According to the Asian Development Outlook Update report, despite the floods, Pakistan’s economy could still grow by 3.5% and inflation could reach 18% – two key projections for which the government had given a bleak forecast.
The projected economic growth rate of 3.5% is the second lowest in South Asia, and the inflation rate of 18% is the second highest in the region, though the actual growth rate and inflation rate may be lower than the ADB forecast.
The economic outlook, according to the report, will also be dependent on the continued availability of adequate external financing in the face of challenging domestic and global economic and political conditions.
According to the Manila-based lending agency, the potential economic consequences of the recent floods exacerbate the already significant risks to the outlook, which include an elevated inflation rate, possible fiscal slippage as general elections approach, and a higher-than-expected increase in global food and energy prices.
According to the report, the currencies of Lao PDR, Pakistan, and Sri Lanka all fell sharply as debt-related financial stress worsened.
After Sri Lanka and Lao PDR, the rupee was Asia’s third worst performing currency. Since January, the local currency has lost 32% of its value.
However, the ADB recommended that Pakistan maintain exchange rate flexibility in order to absorb external shocks and support the rebuilding of foreign exchange reserves.
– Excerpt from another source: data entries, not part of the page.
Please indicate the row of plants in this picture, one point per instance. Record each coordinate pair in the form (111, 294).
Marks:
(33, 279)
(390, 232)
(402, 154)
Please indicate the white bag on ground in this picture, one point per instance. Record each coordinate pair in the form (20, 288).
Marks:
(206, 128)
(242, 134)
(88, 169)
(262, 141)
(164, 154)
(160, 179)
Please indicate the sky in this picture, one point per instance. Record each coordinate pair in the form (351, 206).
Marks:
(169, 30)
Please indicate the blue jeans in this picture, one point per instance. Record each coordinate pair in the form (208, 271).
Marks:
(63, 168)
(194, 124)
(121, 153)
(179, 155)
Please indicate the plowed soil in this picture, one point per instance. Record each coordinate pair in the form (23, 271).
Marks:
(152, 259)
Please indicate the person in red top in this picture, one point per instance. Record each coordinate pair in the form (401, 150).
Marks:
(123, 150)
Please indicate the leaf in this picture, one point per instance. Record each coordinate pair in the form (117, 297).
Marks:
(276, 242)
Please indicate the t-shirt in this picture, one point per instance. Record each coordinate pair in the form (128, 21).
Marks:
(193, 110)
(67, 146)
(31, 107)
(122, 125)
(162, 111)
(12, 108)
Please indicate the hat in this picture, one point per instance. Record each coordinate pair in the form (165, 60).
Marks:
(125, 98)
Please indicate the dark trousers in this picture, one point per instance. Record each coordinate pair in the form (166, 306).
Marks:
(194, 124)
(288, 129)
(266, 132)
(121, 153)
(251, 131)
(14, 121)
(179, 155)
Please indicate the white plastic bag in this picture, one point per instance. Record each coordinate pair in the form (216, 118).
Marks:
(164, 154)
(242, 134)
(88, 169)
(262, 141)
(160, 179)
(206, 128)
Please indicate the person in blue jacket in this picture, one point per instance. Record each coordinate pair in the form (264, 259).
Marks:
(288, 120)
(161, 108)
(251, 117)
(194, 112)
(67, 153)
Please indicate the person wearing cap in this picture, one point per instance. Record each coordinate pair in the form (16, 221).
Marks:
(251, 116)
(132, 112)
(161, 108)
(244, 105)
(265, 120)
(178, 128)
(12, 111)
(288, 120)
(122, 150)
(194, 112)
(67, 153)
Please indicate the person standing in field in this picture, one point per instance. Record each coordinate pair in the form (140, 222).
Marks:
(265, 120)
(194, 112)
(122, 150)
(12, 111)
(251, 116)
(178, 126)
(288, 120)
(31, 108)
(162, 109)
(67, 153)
According to the international lender, inflation in South Asia is expected to rise to 8.1% in 2022 and 7.4% in 2023, up from 5.5% in 2023.
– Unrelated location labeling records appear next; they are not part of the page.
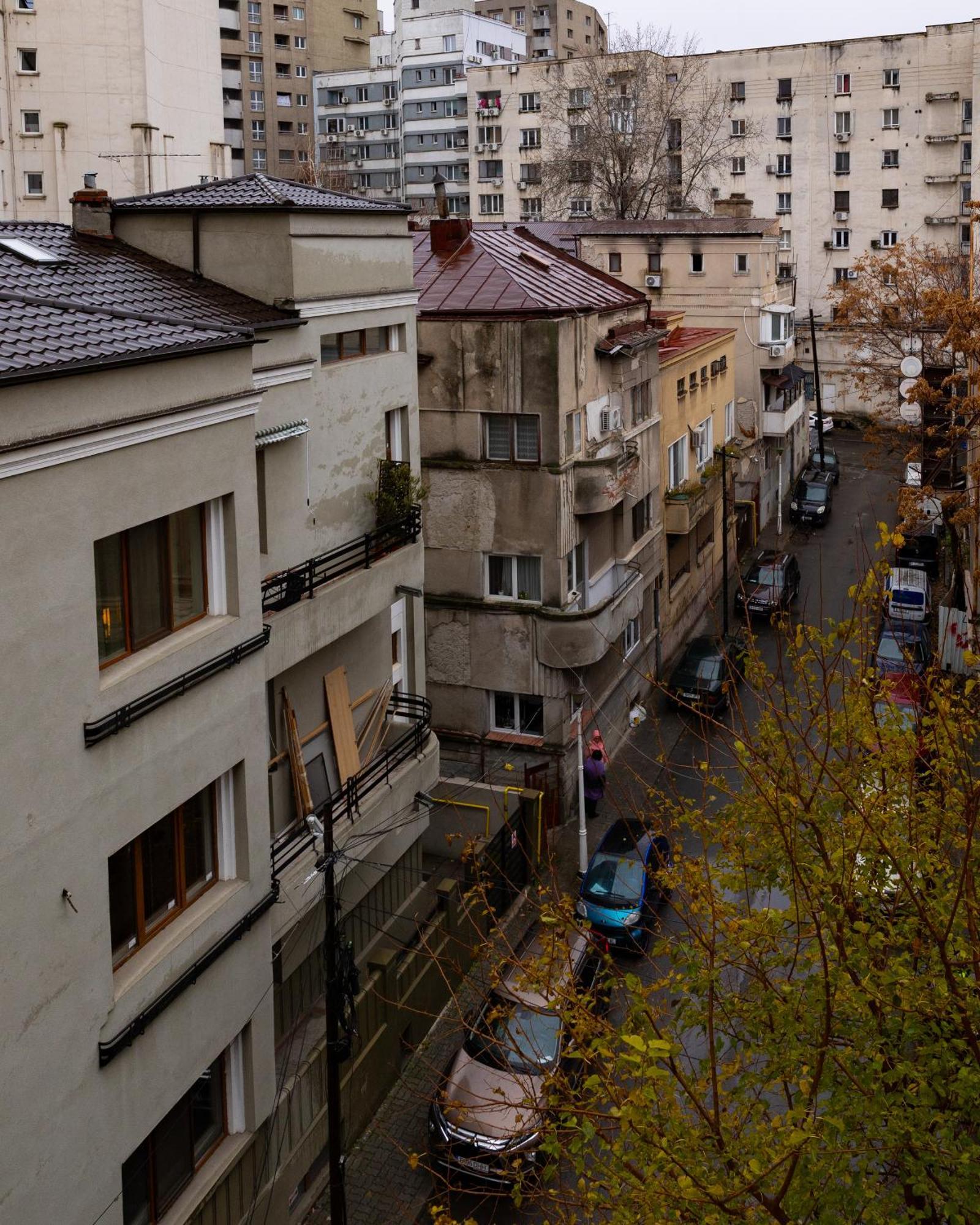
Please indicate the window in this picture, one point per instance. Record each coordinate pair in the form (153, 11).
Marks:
(643, 516)
(514, 578)
(367, 342)
(677, 462)
(521, 714)
(704, 442)
(513, 437)
(162, 873)
(156, 1173)
(640, 402)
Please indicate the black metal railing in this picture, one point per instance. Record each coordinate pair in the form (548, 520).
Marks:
(291, 843)
(291, 586)
(101, 729)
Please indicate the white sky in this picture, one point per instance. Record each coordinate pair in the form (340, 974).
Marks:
(728, 25)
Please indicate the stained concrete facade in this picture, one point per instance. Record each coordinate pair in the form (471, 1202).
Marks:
(576, 518)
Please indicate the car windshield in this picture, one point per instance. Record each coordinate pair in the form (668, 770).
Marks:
(770, 576)
(513, 1036)
(614, 881)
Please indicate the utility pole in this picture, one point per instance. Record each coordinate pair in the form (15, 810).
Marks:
(816, 389)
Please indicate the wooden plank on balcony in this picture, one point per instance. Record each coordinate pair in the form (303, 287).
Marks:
(341, 723)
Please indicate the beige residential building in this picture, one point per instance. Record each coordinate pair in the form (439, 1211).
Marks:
(132, 92)
(190, 460)
(270, 53)
(545, 538)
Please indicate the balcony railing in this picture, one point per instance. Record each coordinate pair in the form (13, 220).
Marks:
(292, 842)
(288, 587)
In comparison, Pakistan’s inflation rate is expected to rise to 18% due to a sharp rise in inflation during the April-June period when fuel and electricity subsidies were removed, the rupee fell against the US dollar, and international commodity prices rose.
With the new tax measures announced in the budget, as well as an increase in the wheat support price and planned upward adjustments to electricity tariffs, inflation is expected to accelerate in the current fiscal year.
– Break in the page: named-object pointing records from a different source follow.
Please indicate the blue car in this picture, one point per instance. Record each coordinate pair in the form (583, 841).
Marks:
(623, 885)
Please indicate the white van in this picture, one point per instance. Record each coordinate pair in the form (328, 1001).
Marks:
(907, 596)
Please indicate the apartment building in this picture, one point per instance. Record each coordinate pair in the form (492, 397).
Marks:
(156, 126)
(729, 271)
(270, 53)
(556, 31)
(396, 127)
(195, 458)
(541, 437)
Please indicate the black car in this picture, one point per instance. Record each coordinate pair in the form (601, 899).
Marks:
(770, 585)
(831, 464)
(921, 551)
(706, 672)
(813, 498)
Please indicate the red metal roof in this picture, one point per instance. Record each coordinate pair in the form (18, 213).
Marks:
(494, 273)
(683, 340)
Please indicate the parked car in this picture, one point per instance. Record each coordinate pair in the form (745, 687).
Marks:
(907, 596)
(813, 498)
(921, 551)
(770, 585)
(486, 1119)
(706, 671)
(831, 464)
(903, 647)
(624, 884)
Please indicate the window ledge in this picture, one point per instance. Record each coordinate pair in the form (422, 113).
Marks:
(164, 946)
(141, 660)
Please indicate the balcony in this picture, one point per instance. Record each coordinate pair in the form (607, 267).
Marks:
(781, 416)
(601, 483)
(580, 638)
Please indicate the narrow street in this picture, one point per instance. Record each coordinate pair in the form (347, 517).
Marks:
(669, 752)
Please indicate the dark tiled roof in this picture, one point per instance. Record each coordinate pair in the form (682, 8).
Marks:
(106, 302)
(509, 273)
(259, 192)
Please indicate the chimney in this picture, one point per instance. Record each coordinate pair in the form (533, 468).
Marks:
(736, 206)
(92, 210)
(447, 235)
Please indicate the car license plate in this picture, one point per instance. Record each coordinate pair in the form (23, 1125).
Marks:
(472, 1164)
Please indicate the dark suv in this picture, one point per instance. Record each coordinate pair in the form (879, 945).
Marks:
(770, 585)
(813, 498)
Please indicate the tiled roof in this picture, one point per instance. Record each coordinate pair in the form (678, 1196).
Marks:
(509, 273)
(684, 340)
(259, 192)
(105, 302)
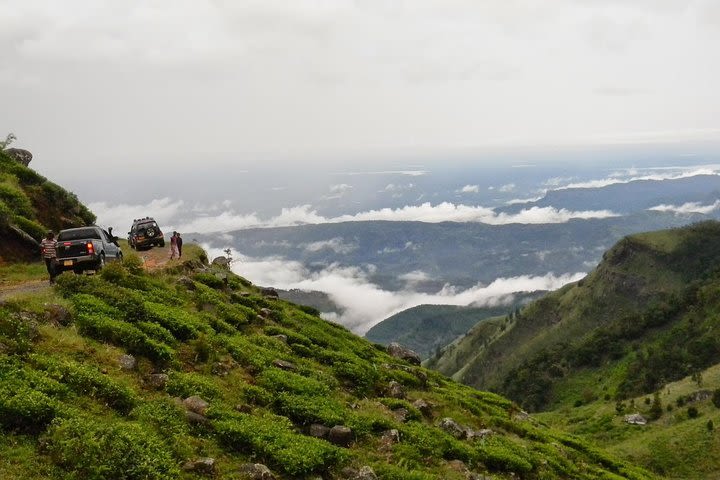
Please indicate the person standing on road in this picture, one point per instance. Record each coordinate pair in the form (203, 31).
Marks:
(48, 249)
(173, 246)
(178, 241)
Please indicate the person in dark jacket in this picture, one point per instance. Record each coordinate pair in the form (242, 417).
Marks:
(48, 249)
(178, 241)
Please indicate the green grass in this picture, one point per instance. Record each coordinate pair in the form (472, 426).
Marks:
(14, 273)
(68, 410)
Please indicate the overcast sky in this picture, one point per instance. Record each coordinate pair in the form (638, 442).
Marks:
(281, 80)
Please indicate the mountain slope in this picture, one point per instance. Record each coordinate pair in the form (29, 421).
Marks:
(645, 316)
(73, 403)
(427, 328)
(30, 205)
Due to supply chain disruptions, the government anticipates that inflation will exceed 27% this fiscal year.
ADB has also reduced its growth forecast for Pakistan to 3.5% from 4.5% in April this year, citing ongoing stabilisation efforts as a constraint on economic activity.
However, the government has forecast 1.2% to 1.7% economic growth in the aftermath of the floods.
Fiscal consolidation, in addition to flood relief, and monetary tightening are expected to dampen domestic demand, according to the lender.
Demand contraction, combined with capacity and input constraints caused by higher import prices as a result of the rupee’s significant depreciation, will reduce industry output.